Poor performance on ZFS compared to LVM (same hardware)

javildn · Sep 1, 2017

Hi, I’m trying to configure a host with Proxmox 5 and ZFS because the great features, but I am not able to get a good IO performance compared to a Proxmox 5 LVM with same specs.

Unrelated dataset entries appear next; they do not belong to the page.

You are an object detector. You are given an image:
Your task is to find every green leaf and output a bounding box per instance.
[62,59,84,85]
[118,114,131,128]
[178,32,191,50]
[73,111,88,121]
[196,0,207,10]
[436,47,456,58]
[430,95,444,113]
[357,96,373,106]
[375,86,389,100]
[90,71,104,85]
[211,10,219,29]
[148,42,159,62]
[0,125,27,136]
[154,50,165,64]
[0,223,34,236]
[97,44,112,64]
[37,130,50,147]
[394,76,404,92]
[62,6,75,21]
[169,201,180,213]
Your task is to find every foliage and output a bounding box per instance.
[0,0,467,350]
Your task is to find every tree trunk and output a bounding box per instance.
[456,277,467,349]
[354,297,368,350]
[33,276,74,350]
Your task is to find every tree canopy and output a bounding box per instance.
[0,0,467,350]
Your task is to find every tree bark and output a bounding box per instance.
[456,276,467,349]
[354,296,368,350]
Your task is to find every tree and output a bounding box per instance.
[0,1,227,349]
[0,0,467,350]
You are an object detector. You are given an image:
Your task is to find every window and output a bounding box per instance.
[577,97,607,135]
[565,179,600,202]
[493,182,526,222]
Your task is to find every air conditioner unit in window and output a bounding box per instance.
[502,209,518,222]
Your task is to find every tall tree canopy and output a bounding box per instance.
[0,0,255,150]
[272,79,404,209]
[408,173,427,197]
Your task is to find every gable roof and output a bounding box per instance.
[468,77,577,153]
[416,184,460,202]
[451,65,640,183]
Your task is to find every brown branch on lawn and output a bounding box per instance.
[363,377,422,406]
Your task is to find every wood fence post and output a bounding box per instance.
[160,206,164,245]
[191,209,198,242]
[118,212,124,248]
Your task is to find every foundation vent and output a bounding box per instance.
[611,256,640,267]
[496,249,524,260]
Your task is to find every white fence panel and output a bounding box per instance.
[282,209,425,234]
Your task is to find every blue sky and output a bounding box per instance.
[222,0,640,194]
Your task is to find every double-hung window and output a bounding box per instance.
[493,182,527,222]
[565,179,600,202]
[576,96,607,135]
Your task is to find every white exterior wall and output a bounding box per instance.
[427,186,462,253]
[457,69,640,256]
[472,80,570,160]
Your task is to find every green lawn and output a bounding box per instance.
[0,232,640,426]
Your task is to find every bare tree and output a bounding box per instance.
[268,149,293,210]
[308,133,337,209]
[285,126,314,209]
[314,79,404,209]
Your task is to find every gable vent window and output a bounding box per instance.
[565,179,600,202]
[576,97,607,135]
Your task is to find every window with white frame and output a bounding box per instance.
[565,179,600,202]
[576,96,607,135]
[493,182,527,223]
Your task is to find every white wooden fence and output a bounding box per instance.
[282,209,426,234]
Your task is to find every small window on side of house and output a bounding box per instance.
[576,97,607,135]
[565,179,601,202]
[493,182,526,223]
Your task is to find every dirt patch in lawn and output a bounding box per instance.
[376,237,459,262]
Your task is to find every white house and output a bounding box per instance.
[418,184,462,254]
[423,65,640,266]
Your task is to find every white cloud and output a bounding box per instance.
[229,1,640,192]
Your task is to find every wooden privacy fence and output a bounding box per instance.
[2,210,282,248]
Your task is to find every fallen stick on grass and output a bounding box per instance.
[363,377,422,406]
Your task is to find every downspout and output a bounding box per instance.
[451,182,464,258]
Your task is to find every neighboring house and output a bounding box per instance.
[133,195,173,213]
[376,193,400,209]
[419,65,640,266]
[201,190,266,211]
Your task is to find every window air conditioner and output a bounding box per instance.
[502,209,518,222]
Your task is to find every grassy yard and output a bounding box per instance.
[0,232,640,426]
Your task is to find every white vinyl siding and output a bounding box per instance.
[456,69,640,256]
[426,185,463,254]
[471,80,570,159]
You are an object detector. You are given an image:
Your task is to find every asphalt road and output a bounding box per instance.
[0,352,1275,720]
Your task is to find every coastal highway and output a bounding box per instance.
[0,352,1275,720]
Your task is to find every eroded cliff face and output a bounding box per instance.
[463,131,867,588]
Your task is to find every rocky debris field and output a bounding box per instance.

At this moment I’m trying with two hosts with these specs:

· Supermicro Server
· Xeon E3-1270v6
· 2x Intel SSD SC3520 240Gb
· 16 GB DDR4

In both servers I have installed Proxmox 5, in the first server I had configured disks with ext4 (no raid), in the second server I had configure disks with zfs raid 1.

Both servers are updated and using latest kernel.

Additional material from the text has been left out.